Sono davvero ragioni da relegare nell'insondabilità della psiche individuale o non piuttosto da cercare anche nella totalità di una cultura che prima ha indotto la rivolta in alcuni suoi figli e poi l'ha estirpata con altrettanta violenza, senza mai fare conti seri, dolorosi, con se stessa? È difficile spiegare il terrorismo alle nuove generazioni, ma è anche difficile giustificare la violenza dello Stato contro i terroristi, il carcere-dimenticatoio, il pentitismo coatto, il suicidio indotto modello tedesco. È difficile assumersi le ragioni di una società che dopo quella ferita non si è preoccupata di curarsi, ma anzi ha continuato a essere corrotta, spietata, ingiusta, invivibile come e peggio di quella che i terroristi pretendevano di combattere.
Quando frequentava la facoltà di Sociolo gia a Trento, Mara Cagol era una ragazza generosa e attiva, che preparava una tesi sulle diverse fasi dello sviluppo capitalistico e intanto si impegnava con il gruppo cattolico "Mani tese" per il Terzo mondo. Sentiva l'urgenza di dare il suo contributo per una società migliore e le sembrava sicuramente che imbracciare un fucile fosse un dovere civile, quasi una necessità di sopravvivenza contro l'attacco all'intelligenza, alla libertà che vedeva incarnato nella brutta società in cui viveva.

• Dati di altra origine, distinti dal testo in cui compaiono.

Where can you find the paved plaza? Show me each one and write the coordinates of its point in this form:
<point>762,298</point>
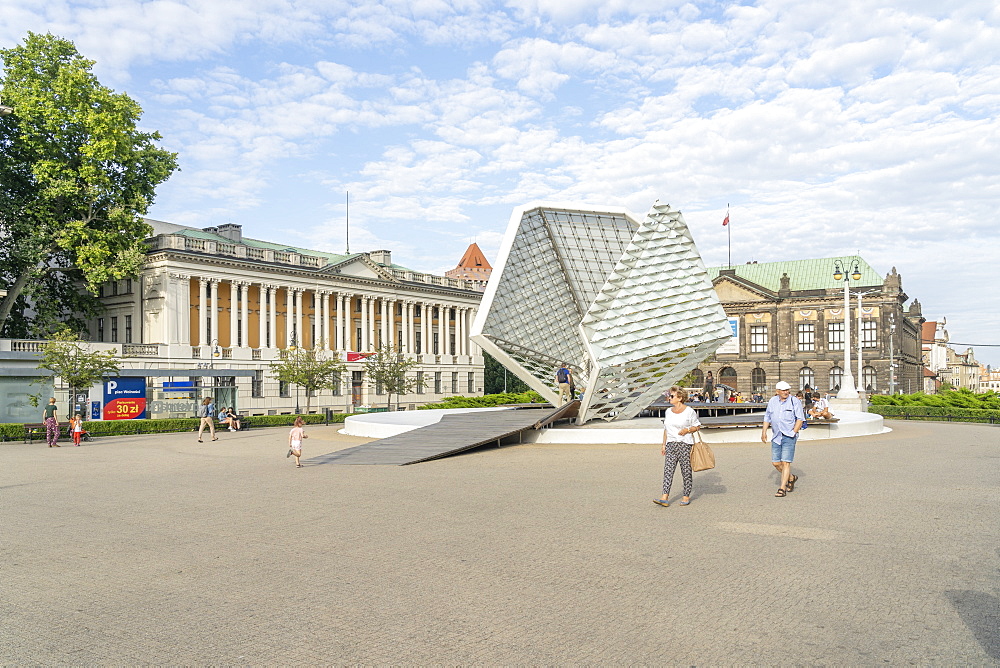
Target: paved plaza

Oggi le generazioni più giovani sembrano spaventate dai fucili e la parola d'ordine è tolleranza. Salvo buttare di tanto in tanto pietre giù dai cavalcavia, la moda della tolleranza e della solidarietà è senz'altro più quieta e rassicurante della guerriglia urbana. Ma possiamo per questo credere di vivere in una società più civile?